Alors qu’il remue son sabre dans ma main, j’essaye de me concentrer sur ce que je peux faire. Sur les options qu’il me reste. Je ne vois plus de possibilités. J’ai l’impression de ne plus avoir d’options maintenant.
En soupirant, Marshall se redresse et semble avaler le contenu d’une fiole. J’imagine que c’est un antidote. Adieu mon dernier plan.
[Tu as trois secondes, je ne pourrais pas faire mieux à cette distance.]
Alors que je peux entendre la voix de Yuu dans ma tête, je sens que le lien avec Juliette s’agrandit. On dirait que Yuu a décidé que la fusion était la seule solution. Trois secondes, ce sera bien assez. Dans mon état, je n’aurais pas le temps de jouer, mais je ne pense pas que « Sigu » laissera passer une telle opportunité.
Le lien s’élargit alors que la fusion commence. Je peux sentir les battements de mon cœur ralentir alors que l’esprit de Juliette s’approche du mien.
*
Sigu. J’aime bien ce nom.
Il n’y a qu’un seul homme avec qui jouer cette fois-ci. Tant pis. À cette distance, je n’ai même pas besoin de lui courir après.
D’un geste de la main, je laisse son arme me trancher la chair jusqu’à la passer entre mon majeur et mon annulaire pour me libérer, avant de saisir mon croc. Je contorsionne ensuite mon corps et, d’un mouvement de bassin, je me projette dans les airs en direction de mon adversaire qui est déjà debout. Il semble surpris, quel ennui. Mon corps est tellement léger avec une jambe en moins.
Une
Ma jambe passe autour de son cou où je l’enroule en le verrouillant fermement. Inutile de lui laisser le temps de réagir. Avec ma main blessée, j’enfonce mon croc dans son cou, enfin j’essaye. Il a la peau dure. J’arrive à peine à l’égratigner. Sans doute une compétence idiote qui m’empêche de m’amuser. Ou alors je manque peut-être de force avec cette main déchiquetée ? Ce n’est pas grave, il ne me reste qu’à le mordre à plusieurs reprises rapidement.
Deux
Il m’attrape la jambe et commence à serrer. La cheville se brise, mais ça ne m’arrêtera pas. Je continue à serrer alors que mon croc frappe son cou, sa tête, son épaule. Des petites plaies dont perle du sang. Si le poison dans l’arme est bien ce qu’il est censé être, ça suffira.
Il continue de serrer et je peux sentir que mes os se fragmentent de plus en plus. Il ne me reste plus qu’à l’attaquer une dernière fois. Une petite vengeance personnelle qui convient parfaitement à un observateur. Un croc dans l’œil enfoncé le plus loin possible dans sa petite tête idiote.
Trois.
Mon esprit se sépare de celui de Juliette et je perds le peu de force qu’il me reste en ressentant la douleur qui traverse ma jambe et ma main.
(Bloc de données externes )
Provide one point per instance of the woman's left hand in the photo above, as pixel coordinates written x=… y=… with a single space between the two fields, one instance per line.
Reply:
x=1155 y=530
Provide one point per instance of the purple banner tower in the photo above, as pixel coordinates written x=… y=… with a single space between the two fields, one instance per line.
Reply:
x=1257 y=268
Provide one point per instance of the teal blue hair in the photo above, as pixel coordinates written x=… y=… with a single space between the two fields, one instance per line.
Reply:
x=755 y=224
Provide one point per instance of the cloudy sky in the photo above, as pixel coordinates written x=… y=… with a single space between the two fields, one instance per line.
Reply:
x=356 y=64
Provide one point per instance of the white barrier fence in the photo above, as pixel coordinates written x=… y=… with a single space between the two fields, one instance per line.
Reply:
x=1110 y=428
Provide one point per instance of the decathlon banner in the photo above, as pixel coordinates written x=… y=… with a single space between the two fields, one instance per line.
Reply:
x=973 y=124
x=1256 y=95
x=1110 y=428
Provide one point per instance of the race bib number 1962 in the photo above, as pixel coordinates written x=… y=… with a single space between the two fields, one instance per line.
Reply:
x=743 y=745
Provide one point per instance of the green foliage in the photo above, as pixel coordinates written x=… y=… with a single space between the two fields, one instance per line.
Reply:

Je m’effondre à moitié alors que Marshall me jette au sol comme une marionnette dont les fils sont coupés. La dent de basilique est toujours enfoncée dans sa tête et il le retire rapidement en hurlant et en m’insultant. Il me frappe au niveau du ventre et je voltige sur une dizaine de mètres en brisant un peu plus mes côtes.
Il m’aura fallu quoi, une semaine d’entraînement avec Nerys pour finir dans cet état. C’est ridicule. Je vais probablement mourir en perdant tout mon sang ou à cause de mes côtés brisées qui sont probablement en train de percer mes poumons, vu la difficulté que j’ai à respirer. Je ne sais même pas comment je fais pour rester conscient. C’est calme, tellement calme.
[Tu en as encore trop fait. Comment veux-tu que je visite le pied de la tour si tu finis dans cet état tout le temps. Un idiot, rien qu’un idiot.]
Yuu…
[Ne t’avise pas de mourir. La cavalerie arrive.]
*
Est-ce que c’est fini ? C’est bien fini pas vrai ? Même avec la distance, quand il s’est fait couper la jambe… Je –. Non, n’y pense plus. Ce n’est pas la peine de se rendre encore une fois malade. Je l’ai traîné dans cette situation, je dois rester forte. Marshall finit par s’effondrer sur le côté. OUI ! Enfin ! Il a gagné pas vrai ? Alors pourquoi est-ce qu’il est immobile au sol comme ça ? Est-ce que c’est fatal de couper la jambe de quelqu’un ? Il doit avoir tellement mal… Ghg…
[Toujours consciente ?]
Q-quoi – oui !
[Très bien, admire ce que je viens de trouver.]
Ah ?
La salle commence à trembler. C’est d’abord un long grincement sourd qui se matérialise petit à petit avec des vibrations de plus en plus lourdes. Des chocs de plus en plus puissants, comme des coups sourds contre des blocs de pierre, alors que le sol semble craquer un peu plus chaque seconde.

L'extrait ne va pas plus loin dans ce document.